FTP (File Transfer
Protocol) is a protocol for transferring a file from one host to another
host. The protocol dates back to 1971 (when the Internet was still an experiment),
but remains enormously popular. FTP is described in RFC 959. Figure 2.13
provides an overview of the services provided by FTP.
Figure 2.13:
FTP moves files between local and remote file systems
In a typical
FTP session, the user is sitting in front of one host (the local host)

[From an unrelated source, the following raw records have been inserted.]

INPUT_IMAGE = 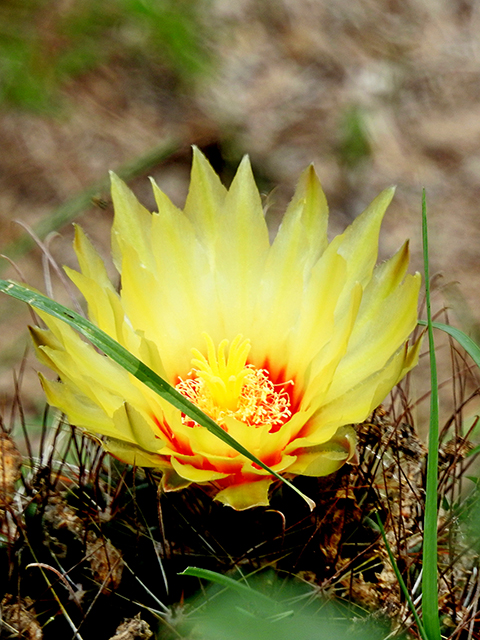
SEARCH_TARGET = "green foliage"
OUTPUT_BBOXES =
[421,191,442,640]
[0,0,211,111]
[337,105,372,169]
[182,570,391,640]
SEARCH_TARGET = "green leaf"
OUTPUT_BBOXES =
[417,320,480,459]
[179,567,274,603]
[0,279,315,510]
[417,319,480,370]
[420,190,442,640]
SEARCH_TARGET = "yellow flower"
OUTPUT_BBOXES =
[30,149,421,510]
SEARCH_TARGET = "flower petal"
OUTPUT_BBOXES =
[253,166,333,367]
[170,457,230,483]
[65,267,121,340]
[302,281,363,410]
[216,155,270,338]
[39,374,116,437]
[286,425,356,476]
[310,340,421,437]
[103,437,169,468]
[325,272,421,402]
[112,403,165,452]
[283,250,347,381]
[72,224,114,290]
[214,477,273,510]
[183,146,227,247]
[161,468,192,491]
[286,446,350,476]
[110,172,155,273]
[332,187,395,316]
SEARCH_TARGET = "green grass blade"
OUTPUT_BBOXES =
[418,320,480,369]
[421,189,442,640]
[0,279,315,510]
[179,567,274,603]
[419,319,480,458]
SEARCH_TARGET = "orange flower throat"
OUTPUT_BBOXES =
[176,334,293,432]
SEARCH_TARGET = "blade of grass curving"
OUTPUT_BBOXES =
[418,320,480,369]
[375,513,428,640]
[23,544,84,639]
[179,567,274,603]
[0,279,315,510]
[421,189,442,640]
[418,320,480,458]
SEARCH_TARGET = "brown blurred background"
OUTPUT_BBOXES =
[1,0,480,423]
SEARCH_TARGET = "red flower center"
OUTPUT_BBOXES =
[175,333,293,432]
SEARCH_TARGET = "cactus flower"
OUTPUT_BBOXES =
[30,149,421,510]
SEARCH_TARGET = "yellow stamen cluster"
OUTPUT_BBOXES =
[176,334,293,431]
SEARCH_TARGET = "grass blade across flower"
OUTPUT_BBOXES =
[1,150,421,510]
[0,279,315,509]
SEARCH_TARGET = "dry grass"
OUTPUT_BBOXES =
[1,328,480,639]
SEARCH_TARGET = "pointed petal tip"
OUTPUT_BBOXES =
[305,162,318,178]
[191,145,208,166]
[72,223,86,242]
[109,171,128,195]
[391,239,411,267]
[238,153,252,167]
[190,145,220,186]
[214,478,273,510]
[381,184,396,203]
[231,153,255,185]
[28,324,42,347]
[363,185,396,214]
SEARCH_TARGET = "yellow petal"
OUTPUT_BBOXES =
[286,447,349,476]
[279,164,329,259]
[364,240,411,301]
[29,325,63,372]
[65,268,120,339]
[103,437,169,468]
[112,403,165,452]
[33,312,147,416]
[215,156,270,338]
[110,172,155,273]
[214,477,273,510]
[185,424,240,459]
[170,456,230,482]
[302,281,363,411]
[253,166,332,367]
[183,146,227,247]
[326,272,421,401]
[332,187,395,316]
[161,468,192,491]
[310,342,418,438]
[72,224,114,291]
[283,250,347,380]
[39,374,117,438]
[285,425,356,476]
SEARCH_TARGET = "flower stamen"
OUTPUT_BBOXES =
[176,333,293,432]
[190,333,252,411]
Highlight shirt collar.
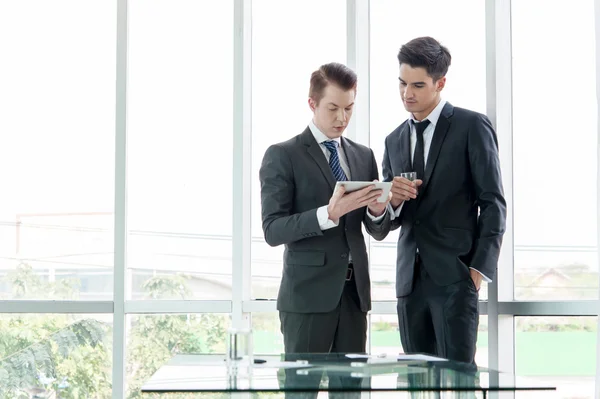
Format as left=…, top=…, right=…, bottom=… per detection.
left=409, top=98, right=447, bottom=128
left=309, top=120, right=342, bottom=146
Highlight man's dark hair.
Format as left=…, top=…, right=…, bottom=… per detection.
left=309, top=62, right=357, bottom=104
left=397, top=37, right=451, bottom=81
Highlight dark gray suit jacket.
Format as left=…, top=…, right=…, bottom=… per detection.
left=381, top=102, right=507, bottom=297
left=260, top=127, right=390, bottom=313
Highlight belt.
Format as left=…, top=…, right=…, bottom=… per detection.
left=346, top=263, right=354, bottom=281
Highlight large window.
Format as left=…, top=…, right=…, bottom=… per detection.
left=512, top=0, right=598, bottom=300
left=127, top=0, right=233, bottom=300
left=250, top=0, right=347, bottom=299
left=369, top=0, right=487, bottom=301
left=0, top=0, right=116, bottom=301
left=3, top=2, right=600, bottom=398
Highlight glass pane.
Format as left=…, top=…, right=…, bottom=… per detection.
left=475, top=315, right=489, bottom=368
left=369, top=0, right=488, bottom=301
left=512, top=1, right=598, bottom=300
left=127, top=0, right=233, bottom=300
left=252, top=312, right=285, bottom=355
left=251, top=0, right=347, bottom=299
left=0, top=1, right=116, bottom=300
left=126, top=313, right=230, bottom=398
left=0, top=314, right=112, bottom=398
left=370, top=314, right=489, bottom=367
left=370, top=314, right=403, bottom=355
left=515, top=317, right=596, bottom=399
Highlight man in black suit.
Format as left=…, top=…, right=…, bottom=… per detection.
left=380, top=37, right=507, bottom=364
left=260, top=62, right=391, bottom=356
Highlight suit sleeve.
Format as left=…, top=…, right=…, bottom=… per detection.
left=381, top=139, right=402, bottom=231
left=363, top=148, right=391, bottom=241
left=260, top=144, right=323, bottom=247
left=468, top=114, right=507, bottom=281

and wants to transfer files to or from a remote host. In order for the
user to access the remote account, the user must provide a user identification
and a password. After providing this authorization information, the user
can transfer files from the local file system to the remote file system
and vice versa. As shown in Figure 2.13, the user interacts with FTP through
an FTP user agent. The user first provides the hostname of the remote host,
causing the FTP client process in the local host to establish a TCP connection
with the FTP server process in the remote host. The user then provides
the user identification and password, which get sent over the TCP connection
as part of FTP commands. Once the server has authorized the user, the user
copies one or more files stored in the local file system into the remote
file system (or vice versa).
HTTP and FTP
are both file transfer protocols and have many common characteristics;
for example, they both run on top of TCP. However, the two application-layer
protocols have some important differences. The most striking difference
is that FTP uses two parallel TCP connections to transfer a file, a control
connection and a data connection. The control connection is used for sending
control information between the two hosts--information such as user identification,
password, commands to change remote directory, and commands to "put" and
"get" files. The data connection is used to actually send a file. Because
FTP uses a separate control connection, FTP is said to send its control
information out-of-band. In Chapter 6 we shall see that the RTSP protocol,
which is used for controlling the transfer of continuous media such as
audio and video, also sends its control information out-of-band. HTTP,
as you recall, sends request and response header lines into the same TCP
connection that carries the transferred file itself. For this reason, HTTP
is said to send its control information in-band. In the next section we
shall see that SMTP, the main protocol for electronic mail, also sends
control information in-band. The FTP control and data connections are illustrated
in Figure 2.14.
Figure 2.14:
Control and data connecctions
When a user
starts an FTP session with a remote host, FTP first sets up a control TCP
connection on server port number 21. The client side of FTP sends the user
identification and password over this control connection. The client side
of FTP also sends, over the control connection, commands to change the
remote directory. When the user requests a file transfer (either to, or
from, the remote host), FTP opens a TCP data connection on server port
number 20. FTP sends exactly one file over the data connection and then
closes the data connection. If, during the same session, the user wants
to transfer another file, FTP opens another data connection. Thus, with
FTP, the control connection remains open throughout the duration of the
user session, but a new data connection is created for each file transferred
within a session (that is, the data connections are nonpersistent).
Throughout a
session, the FTP server must maintain state about the user. In particular,
the server must associate the control connection with a specific user account,
and the server must keep track of the user's current directory as the user
wanders about the remote directory tree. Keeping track of this state information
for each ongoing user session significantly constrains the total number
of sessions that FTP can maintain simultaneously. HTTP, on the other hand,
is stateless--it does not have to keep track of any user state.
2.3.1: FTP Commands
and Replies
We end this section
with a brief discussion of some of the more common FTP commands. The commands,
from client to server, and replies, from server to client, are sent across
the control connection in seven-bit ASCII format. Thus, like HTTP commands,
FTP commands are readable by people. In order to delineate successive commands,
a carriage return and line feed end each command (and reply). Each command
consists of four uppercase ASCII characters, some with optional arguments.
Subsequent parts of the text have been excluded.